NTSB investigators either traveled in support of this investigation or conducted a significant amount of investigative work without any travel, and used data obtained from various sources to prepare this aircraft accident report.
The instrument-rated private pilot departed in the airplane on a cross-country flight under daytime instrument meteorological conditions (IMC). Throughout the first portion of the flight, the pilot was in contact with air traffic control (ATC) controllers. As the flight neared its destination, the pilot was instructed to turn the airplane to a heading of 030° and maintain an altitude of 4,000 ft mean sea level (msl). The pilot complied with the instructions and was told to change frequencies to another ATC sector. The new controller provided the pilot with an altimeter setting and approach information, which the pilot acknowledged receiving. A short time later, the controller issued the pilot directions to turn left to a heading of 290° and descend to 3,000 ft msl for a radar vector to the final approach course. Despite 10 attempts by the controller to reach the pilot, no response was received. About 3 minutes after the controller issued the initial heading and altitude change, the pilot transmitted that he was still on the 030° heading. The controller immediately responded to the pilot and provided him instructions to turn left and climb to 6,000 ft msl. The pilot did not respond, and the airplane continued on the 030° heading toward mountainous terrain with elevations above the airplane's 4,000-ft altitude.
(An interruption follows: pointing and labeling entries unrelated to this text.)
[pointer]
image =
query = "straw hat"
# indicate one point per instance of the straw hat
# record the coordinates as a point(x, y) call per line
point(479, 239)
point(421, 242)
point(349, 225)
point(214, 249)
The controller made 17 additional attempts to communicate with the pilot over a period of about 5 minutes. There was no response before radar contact with the airplane was lost. The airplane impacted mountainous terrain near the last recorded radar target at an elevation of about 4,000 ft.
Weather data indicated that the flight would likely have been in IMC between 2,800 and 5,000 ft msl; therefore, the terrain would not have been visible to the pilot. However, avionics equipment installed in the airplane could have displayed a moving map showing the airplane's current position in relation to airports, and navigational aids.
The wreckage was severely fragmented and mostly consumed by a postimpact fire. The damage to the airplane was consistent with controlled flight into terrain. Although no evidence of preimpact mechanical malfunctions was found, the severity of the damage to the airplane precluded testing of the airplane's avionics equipment. It could not be determined why the pilot was unable to communicate with ATC or why he failed to maintain situational awareness and clearance from rising mountainous terrain.
The pilot's autopsy results revealed severe coronary artery disease, which placed the pilot at significantly increased risk of acute impairment or incapacitation by a cardiac event such as ischemia, a heart attack, or an arrhythmia, which could include symptoms ranging from chest pain, shortness of breath, or palpitations all the way to loss of consciousness. However, during the pilot's last transmission, he did not mention any such symptoms, and he did not seem to be in distress. Therefore, it is unlikely that an acute cardiac event caused or contributed to this accident. Toxicology testing identified the pilot's use of a potentially impairing drug, hydrocodone. However, there was no blood available for testing, and there is no method for calculating blood levels from liver or urine results. While the impairing effects of hydrocodone and its metabolite dihydrocodeine could have decreased the pilot's attentiveness or increased his susceptibility to a distraction, whether this occurred could not be determined.